Both of those are very cut, very dry, illustrations that rarely occur anymore. A more convoluted, and I would argue slightly more sinister, form of pocket monopolies do exist.

The best illustration of a modern day pocket monopoly can be found in the text book industry. At the national level, there is fierce competition between textbook publishers, made all the more so, by the dwindling of the market. This dwindling most likely fueled the initial move towards pocket monopolies.

What occurs is simple: A professor or department chooses a specific text to use for their courses. They look at a variety of books from different publishers, and then chose one. That book is the required text for the course and no other text book can be used. A pocket monopoly has been born.

A student can not use a trigonometry book from another publisher for Trig 101, the homework would be wrong, the chapter order different, and ultimately the student would fail. With the questionable practice of shifting towards online homework, even the weak competition of used textbooks is being quickly eliminated.

The price of these textbooks, reflecting the complete lack of competition, have steadily increased in value with little to no increase in quality. It is no surprise now to see prices of $100, $125 and even $200 on certain textbooks. With used books being marginally less expensive.

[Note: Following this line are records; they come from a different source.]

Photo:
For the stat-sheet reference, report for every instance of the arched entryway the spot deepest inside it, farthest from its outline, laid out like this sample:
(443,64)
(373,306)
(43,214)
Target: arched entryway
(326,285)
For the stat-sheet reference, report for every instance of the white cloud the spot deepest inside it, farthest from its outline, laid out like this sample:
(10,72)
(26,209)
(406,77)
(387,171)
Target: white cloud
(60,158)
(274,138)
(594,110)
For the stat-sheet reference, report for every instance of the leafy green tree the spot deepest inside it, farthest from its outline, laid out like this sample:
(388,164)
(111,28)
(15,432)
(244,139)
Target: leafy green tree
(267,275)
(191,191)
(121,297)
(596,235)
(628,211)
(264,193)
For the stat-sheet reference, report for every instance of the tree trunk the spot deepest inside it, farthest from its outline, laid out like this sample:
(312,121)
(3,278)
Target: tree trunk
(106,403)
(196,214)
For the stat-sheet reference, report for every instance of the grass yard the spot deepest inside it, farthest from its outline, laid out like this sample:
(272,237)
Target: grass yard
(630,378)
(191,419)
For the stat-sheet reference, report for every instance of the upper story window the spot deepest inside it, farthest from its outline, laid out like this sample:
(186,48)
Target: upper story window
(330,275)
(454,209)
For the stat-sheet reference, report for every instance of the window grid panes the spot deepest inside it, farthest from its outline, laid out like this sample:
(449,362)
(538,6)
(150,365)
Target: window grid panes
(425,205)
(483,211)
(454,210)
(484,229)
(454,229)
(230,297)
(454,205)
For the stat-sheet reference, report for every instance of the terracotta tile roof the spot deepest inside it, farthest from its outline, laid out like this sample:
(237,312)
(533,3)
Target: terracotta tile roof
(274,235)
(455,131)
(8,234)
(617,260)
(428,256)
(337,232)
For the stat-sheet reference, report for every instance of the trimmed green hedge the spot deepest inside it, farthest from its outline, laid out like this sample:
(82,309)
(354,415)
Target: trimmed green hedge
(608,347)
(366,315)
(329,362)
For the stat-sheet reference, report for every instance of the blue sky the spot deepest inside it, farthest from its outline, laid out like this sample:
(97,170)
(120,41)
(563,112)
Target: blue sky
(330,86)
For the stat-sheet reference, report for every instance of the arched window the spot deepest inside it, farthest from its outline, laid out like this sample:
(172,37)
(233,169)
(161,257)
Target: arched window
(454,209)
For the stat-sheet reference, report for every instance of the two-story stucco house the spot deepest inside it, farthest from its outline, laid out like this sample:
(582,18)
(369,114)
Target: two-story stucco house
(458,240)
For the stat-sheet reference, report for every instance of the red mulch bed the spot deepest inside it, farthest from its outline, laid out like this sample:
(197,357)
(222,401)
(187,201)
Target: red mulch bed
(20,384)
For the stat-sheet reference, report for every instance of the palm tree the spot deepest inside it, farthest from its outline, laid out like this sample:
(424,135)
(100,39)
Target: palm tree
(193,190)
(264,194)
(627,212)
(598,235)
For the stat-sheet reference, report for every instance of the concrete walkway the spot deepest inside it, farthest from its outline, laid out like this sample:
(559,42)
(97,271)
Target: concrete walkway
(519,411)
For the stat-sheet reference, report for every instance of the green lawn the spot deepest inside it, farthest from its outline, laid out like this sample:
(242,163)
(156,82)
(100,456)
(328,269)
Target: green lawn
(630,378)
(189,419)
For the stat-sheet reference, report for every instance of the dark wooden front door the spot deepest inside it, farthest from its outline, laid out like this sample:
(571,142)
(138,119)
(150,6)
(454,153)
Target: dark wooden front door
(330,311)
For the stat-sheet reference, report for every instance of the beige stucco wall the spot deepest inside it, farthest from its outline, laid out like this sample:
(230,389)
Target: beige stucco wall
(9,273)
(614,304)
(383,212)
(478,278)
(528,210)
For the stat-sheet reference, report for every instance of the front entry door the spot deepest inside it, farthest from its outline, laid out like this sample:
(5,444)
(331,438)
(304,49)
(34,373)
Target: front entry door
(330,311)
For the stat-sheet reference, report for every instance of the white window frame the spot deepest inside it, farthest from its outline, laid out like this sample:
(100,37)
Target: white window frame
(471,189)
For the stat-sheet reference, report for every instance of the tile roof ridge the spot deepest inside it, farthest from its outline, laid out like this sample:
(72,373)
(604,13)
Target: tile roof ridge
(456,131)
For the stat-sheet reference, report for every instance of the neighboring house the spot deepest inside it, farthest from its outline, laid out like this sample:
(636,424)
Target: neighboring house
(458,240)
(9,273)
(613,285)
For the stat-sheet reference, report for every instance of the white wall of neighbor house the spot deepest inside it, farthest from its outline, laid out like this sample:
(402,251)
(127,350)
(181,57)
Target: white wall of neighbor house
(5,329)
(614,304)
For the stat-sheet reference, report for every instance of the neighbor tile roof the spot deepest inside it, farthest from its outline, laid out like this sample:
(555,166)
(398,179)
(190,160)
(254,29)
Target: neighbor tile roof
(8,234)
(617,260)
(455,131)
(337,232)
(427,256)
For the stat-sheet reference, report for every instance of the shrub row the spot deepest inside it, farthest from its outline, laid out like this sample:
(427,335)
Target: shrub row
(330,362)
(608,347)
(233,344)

While there may be several bookstores catering to students, they are all selling the same book, and the difference between the prices is not significant enough to be considered real competition. And this supposed “competition” obscures and confuses the reality that for the student, they are caught in a monopoly.Even with the price reducing nature of the internet, the student must purchase a specific textbook sold by a single publisher.
Used textbooks also confuse the issue. While they provide a minor decrease in price, but those textbooks are only valid so long as that same edition is employed in the class. With publishers releasing new editions every few years, the competitive force that could be applied is checked. In both cases, the competitive force that might be applied has been negated.
There are many reasons for the development of pocket monopolies. In the case of textbooks, it is a combination of factors, including the shift towards viewing academic institutions as businesses, the supposed rise in available money for students, the propaganda surrounding college education, and the fact that many college professors are incapable of actually teaching (For many professors, who are not given any educational training, the textbook becomes a crutch). It is especially evident in the sciences, and it is no surprise then that science and mathematics text books are the most expensive.Compare college text books to those of a grade school. Especially a grade school from a poorer district. The pocket monopoly is broken by the simple fact that those text books are purchased by the school and then used for the next five to ten years. A variety of factors dictate the choice, including cost and quality. The school, because of how much money it is going to spend, is able to leverage a better deal, and benefits from access to the market.The concept of a free market, with sensible oversight, is a solid one and it works incredibly well. From the smallest level to the largest level. Any time competition is forced out or eliminated in an intentional manner, the consumer suffers. Whether that is at the national or state , or even at the campus level.